AMONG the Emmy awards handed out in Pasadena on Sunday night to the labourers for excellence in the small-screen vineyard, NYPD Blue came out top in terms of the number of awards received by one programme. Of its six Emmys only two - for outstanding director of a drama series and outstanding actor in a drama series - were mainstream. There was no award for imaginative programme titles, but if there had been it would probably have upped its haul to seven, for such gems as 'Serge the concierge' and 'Tempest in a C-cup'.

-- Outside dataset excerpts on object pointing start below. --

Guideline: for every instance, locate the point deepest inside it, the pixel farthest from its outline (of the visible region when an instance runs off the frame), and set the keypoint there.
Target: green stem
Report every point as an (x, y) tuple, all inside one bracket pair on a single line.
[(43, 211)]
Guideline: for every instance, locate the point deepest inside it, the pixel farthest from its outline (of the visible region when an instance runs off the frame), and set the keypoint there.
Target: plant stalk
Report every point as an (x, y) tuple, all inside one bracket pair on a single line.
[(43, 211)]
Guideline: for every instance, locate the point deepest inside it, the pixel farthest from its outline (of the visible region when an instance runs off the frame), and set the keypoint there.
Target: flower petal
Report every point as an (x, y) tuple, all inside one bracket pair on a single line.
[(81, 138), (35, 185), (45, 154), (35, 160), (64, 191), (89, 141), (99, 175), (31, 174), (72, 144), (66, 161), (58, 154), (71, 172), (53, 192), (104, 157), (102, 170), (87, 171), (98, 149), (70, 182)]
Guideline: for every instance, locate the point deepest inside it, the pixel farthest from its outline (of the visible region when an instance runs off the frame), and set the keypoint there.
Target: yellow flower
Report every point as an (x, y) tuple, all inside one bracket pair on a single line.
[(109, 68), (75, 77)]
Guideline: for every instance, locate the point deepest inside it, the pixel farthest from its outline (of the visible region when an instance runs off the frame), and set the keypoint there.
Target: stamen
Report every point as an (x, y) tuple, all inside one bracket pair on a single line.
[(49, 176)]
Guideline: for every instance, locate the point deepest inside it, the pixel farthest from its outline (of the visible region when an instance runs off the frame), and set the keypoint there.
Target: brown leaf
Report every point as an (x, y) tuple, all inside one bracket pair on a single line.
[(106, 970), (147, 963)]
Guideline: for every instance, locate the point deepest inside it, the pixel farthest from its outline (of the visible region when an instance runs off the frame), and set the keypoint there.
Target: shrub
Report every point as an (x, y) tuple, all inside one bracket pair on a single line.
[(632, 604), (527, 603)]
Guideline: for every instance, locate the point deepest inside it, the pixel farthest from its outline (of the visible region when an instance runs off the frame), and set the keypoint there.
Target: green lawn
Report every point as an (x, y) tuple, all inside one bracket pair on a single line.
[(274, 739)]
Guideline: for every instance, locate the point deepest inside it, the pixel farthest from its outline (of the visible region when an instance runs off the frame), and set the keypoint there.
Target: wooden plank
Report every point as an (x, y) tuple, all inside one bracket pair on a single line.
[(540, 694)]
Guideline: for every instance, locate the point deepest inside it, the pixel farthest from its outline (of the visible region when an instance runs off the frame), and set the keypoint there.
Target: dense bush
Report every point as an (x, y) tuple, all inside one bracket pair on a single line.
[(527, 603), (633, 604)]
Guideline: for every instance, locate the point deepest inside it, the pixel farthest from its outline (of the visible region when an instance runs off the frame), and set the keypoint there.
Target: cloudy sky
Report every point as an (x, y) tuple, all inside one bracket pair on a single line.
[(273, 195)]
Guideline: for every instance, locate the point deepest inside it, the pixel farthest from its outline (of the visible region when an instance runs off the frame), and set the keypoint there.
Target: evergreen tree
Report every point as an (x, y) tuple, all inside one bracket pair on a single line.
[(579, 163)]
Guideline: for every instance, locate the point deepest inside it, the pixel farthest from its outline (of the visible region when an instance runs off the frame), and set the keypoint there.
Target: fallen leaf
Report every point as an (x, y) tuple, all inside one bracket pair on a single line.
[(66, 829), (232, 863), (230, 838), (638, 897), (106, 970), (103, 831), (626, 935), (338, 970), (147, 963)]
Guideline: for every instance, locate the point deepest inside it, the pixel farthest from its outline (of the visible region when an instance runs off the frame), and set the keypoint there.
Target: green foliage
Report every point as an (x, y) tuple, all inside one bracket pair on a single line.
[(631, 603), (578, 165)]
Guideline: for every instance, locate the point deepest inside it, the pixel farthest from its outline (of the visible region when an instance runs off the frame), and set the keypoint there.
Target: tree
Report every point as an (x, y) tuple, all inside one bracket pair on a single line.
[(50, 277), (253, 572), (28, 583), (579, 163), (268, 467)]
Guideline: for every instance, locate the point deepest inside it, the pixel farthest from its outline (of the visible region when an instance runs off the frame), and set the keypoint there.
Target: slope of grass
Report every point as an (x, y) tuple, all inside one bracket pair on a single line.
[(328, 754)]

Other winners familiar in Britain were Mystery: Prime Suspect 3 for best mini-series, and Candice Bergen for lead actress in Murphy Brown - a programme given international renown by Dan Quayle, who suggested in 1992 it was part of a conspiracy to destroy family values. Faye Dunaway was given her first Emmy award - as outstanding actress for a guest role in Columbo. She used the occasion to continue her battle with Andrew Lloyd Webber, who accused her of having a singing range insufficient for the demands of the Norma Desmond role in Sunset Boulevard. Dunaway said her lawsuit was 'moving along' and indicated enigmatically that the world would hear her sing. 'All will be revealed in time,' she said, after receiving her Columbo award.

A North Korean version of Godzilla believed to have been produced by Kim Jong Il - one- time heir apparent but still only the apparent heir to Kim Il Sung - is to be released in Japan as a video early next year. The film, made in 1985, depicts a Godzilla-like monster hero called 'Pulgasary' that protects farmers against soldiers by eating cannons and other weapons.

The film was directed by Shin Sang Ok, a South Korean, while he was held in the North to make movies for Kim Jong Il, who is a well-known movie enthusiast, according to Yoshimitsu Yoshitsuru, president of the video's distributor. Some reports say Shin and his wife were kidnapped in the late 1970s and held for several years to make movies for the Dear Leader.

Mr Yoshitsuru said he obtained the rights from Shin to release the movie as a video through Shin's Japanese office, where a master copy of the movie was recently discovered. 'We were told that the movie was the (North's) government project. Because Mr Shin was directing the movie, I'm sure it was produced by Mr Kim Jong Il,' said Kenpachiro Satsuma, who played Godzilla in a Japanese movie and was invited to the North to play the monster role there.

Several others from the Japanese film crew that made Godzilla were also invited and stayed at Kim Jong Il's holiday home during the project, Mr Satsuma said.

'It's a sad story, and it's well done,' said Mr Yoshitsuru.